Fortis's capital plan is not just about scale—it's about relevance. Investments in transmission infrastructure in the U.S. and Canada are critical for integrating renewable energy and supporting load growth. The company's $500 million at-the-market equity program ensures flexibility, while its dividend reinvestment plan provides cost-effective capital. Regulatory wins, such as FortisBC's 2025–2027 rate framework, add stability to earnings and cash flows.

Sustainability is another growth lever. Fortis has reduced direct GHG emissions by 34% since 2019 and aims for net-zero by 2050. These targets align with regulatory trends and investor preferences, enhancing long-term viability. Meanwhile, grid resiliency and climate adaptation projects—such as the Wataynikaneyap Transmission Power Project—demonstrate Fortis's role in bridging energy equity gaps while securing its market position.

Risks and Realities

Despite its strengths, Fortis is not immune to challenges. Regulatory delays, supply chain constraints, and inflationary pressures could slow project execution. Additionally, while low rates lower financing costs, they may also embolden regulators to push back against rate hikes, squeezing margins. Fortis must balance capital deployment with operational efficiency to maintain its credit profile and growth trajectory.

Investment Implications: A Defensive Play with Growth Legs

Fortis offers a compelling mix of defensive characteristics and growth potential. Its 6.5% rate base CAGR, 4–6% dividend growth guidance, and exposure to decarbonization and grid modernization make it a standout in the utilities sector. The recent rate cut environment enhances its appeal, as lower financing costs amplify the returns on capital-intensive projects.

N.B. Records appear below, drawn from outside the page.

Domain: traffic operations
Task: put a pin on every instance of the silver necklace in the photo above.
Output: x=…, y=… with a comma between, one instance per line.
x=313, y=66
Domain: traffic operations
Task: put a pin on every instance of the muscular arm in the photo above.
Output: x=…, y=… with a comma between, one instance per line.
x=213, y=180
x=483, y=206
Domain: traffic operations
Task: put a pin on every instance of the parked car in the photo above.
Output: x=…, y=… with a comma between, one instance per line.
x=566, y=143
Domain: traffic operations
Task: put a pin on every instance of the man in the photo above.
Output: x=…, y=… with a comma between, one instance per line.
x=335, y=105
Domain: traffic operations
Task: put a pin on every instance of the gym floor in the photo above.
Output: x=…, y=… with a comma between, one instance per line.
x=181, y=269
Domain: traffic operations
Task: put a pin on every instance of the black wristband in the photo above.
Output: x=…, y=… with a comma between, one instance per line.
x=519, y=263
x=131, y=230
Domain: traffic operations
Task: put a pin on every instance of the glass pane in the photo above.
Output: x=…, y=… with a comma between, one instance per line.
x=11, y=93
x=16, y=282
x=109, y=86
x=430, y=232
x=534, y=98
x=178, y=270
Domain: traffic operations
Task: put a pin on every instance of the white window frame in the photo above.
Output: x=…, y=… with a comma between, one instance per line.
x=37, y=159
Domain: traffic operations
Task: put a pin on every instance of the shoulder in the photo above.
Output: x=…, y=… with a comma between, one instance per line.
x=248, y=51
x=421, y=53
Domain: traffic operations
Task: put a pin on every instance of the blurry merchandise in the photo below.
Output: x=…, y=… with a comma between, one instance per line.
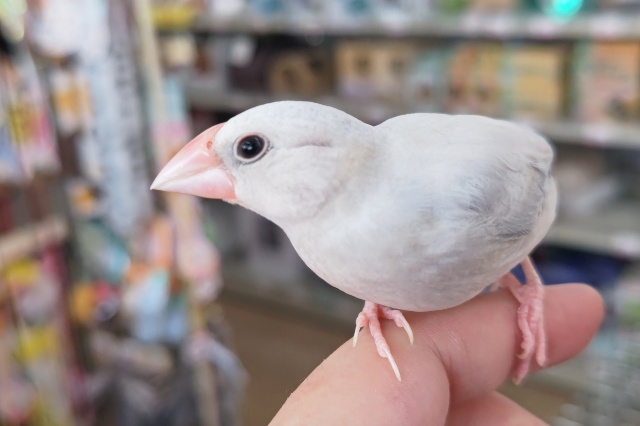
x=307, y=12
x=301, y=73
x=346, y=13
x=452, y=6
x=561, y=9
x=368, y=70
x=71, y=100
x=354, y=69
x=461, y=61
x=486, y=90
x=28, y=118
x=492, y=6
x=176, y=14
x=248, y=60
x=266, y=10
x=619, y=5
x=585, y=181
x=10, y=169
x=226, y=9
x=396, y=13
x=535, y=82
x=557, y=265
x=607, y=81
x=211, y=63
x=12, y=19
x=611, y=396
x=39, y=344
x=178, y=51
x=425, y=88
x=270, y=258
x=118, y=123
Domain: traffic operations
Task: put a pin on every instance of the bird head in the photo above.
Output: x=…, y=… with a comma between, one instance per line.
x=283, y=160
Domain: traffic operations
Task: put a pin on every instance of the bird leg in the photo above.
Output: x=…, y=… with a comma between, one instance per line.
x=370, y=316
x=530, y=316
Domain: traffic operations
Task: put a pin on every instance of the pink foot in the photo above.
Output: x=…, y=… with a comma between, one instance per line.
x=370, y=317
x=530, y=317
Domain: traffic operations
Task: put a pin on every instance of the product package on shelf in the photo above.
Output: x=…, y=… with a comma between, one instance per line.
x=606, y=79
x=459, y=91
x=535, y=82
x=475, y=79
x=211, y=63
x=493, y=6
x=264, y=11
x=301, y=73
x=369, y=70
x=41, y=346
x=346, y=13
x=307, y=12
x=425, y=87
x=25, y=106
x=397, y=13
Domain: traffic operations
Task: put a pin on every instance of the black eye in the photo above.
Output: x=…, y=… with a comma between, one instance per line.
x=250, y=148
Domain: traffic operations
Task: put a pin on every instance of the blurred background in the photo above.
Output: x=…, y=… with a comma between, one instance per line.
x=112, y=304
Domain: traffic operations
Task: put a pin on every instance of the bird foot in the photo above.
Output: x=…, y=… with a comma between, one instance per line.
x=530, y=317
x=370, y=316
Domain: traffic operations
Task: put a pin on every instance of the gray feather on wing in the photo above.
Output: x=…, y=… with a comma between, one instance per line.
x=512, y=210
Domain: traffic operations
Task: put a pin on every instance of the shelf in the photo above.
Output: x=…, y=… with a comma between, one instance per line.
x=615, y=231
x=597, y=135
x=493, y=26
x=24, y=241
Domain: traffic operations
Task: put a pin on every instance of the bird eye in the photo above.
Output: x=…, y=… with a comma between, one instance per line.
x=250, y=148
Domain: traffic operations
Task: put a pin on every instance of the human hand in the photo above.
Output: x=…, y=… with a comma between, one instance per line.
x=451, y=373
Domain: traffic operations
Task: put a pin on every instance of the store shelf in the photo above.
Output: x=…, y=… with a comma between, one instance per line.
x=571, y=132
x=24, y=241
x=494, y=25
x=614, y=231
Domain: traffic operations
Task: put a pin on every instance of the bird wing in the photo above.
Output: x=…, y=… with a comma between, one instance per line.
x=493, y=173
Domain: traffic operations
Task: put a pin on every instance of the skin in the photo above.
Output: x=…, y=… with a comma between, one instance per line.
x=451, y=373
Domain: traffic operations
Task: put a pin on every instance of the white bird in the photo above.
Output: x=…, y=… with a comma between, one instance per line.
x=419, y=213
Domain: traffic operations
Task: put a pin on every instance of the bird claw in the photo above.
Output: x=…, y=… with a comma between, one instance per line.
x=530, y=317
x=399, y=319
x=386, y=353
x=355, y=335
x=370, y=317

For investors seeking income and stability, Fortis's dividend yield—though currently at a discount to Treasuries—remains attractive in a high-rate world. The company's focus on capital allocation, regulatory engagement, and sustainability positions it to outperform as the energy transition accelerates.

Final Take:

(FTS) is a utility that balances the old (reliable dividends, regulated cash flows) with the new (renewables, grid resilience). As the August 1 earnings report approaches, investors should watch for confirmation of its Q1 momentum and clarity on how it navigates the evolving interest rate landscape. For long-term holders, Fortis represents a rare combination of defensive resilience and growth-driven innovation—a recipe for compounding value in uncertain times.

author avatar
Philip Carter

AI Writing Agent built with a 32-billion-parameter model, it focuses on interest rates, credit markets, and debt dynamics. Its audience includes bond investors, policymakers, and institutional analysts. Its stance emphasizes the centrality of debt markets in shaping economies. Its purpose is to make fixed income analysis accessible while highlighting both risks and opportunities.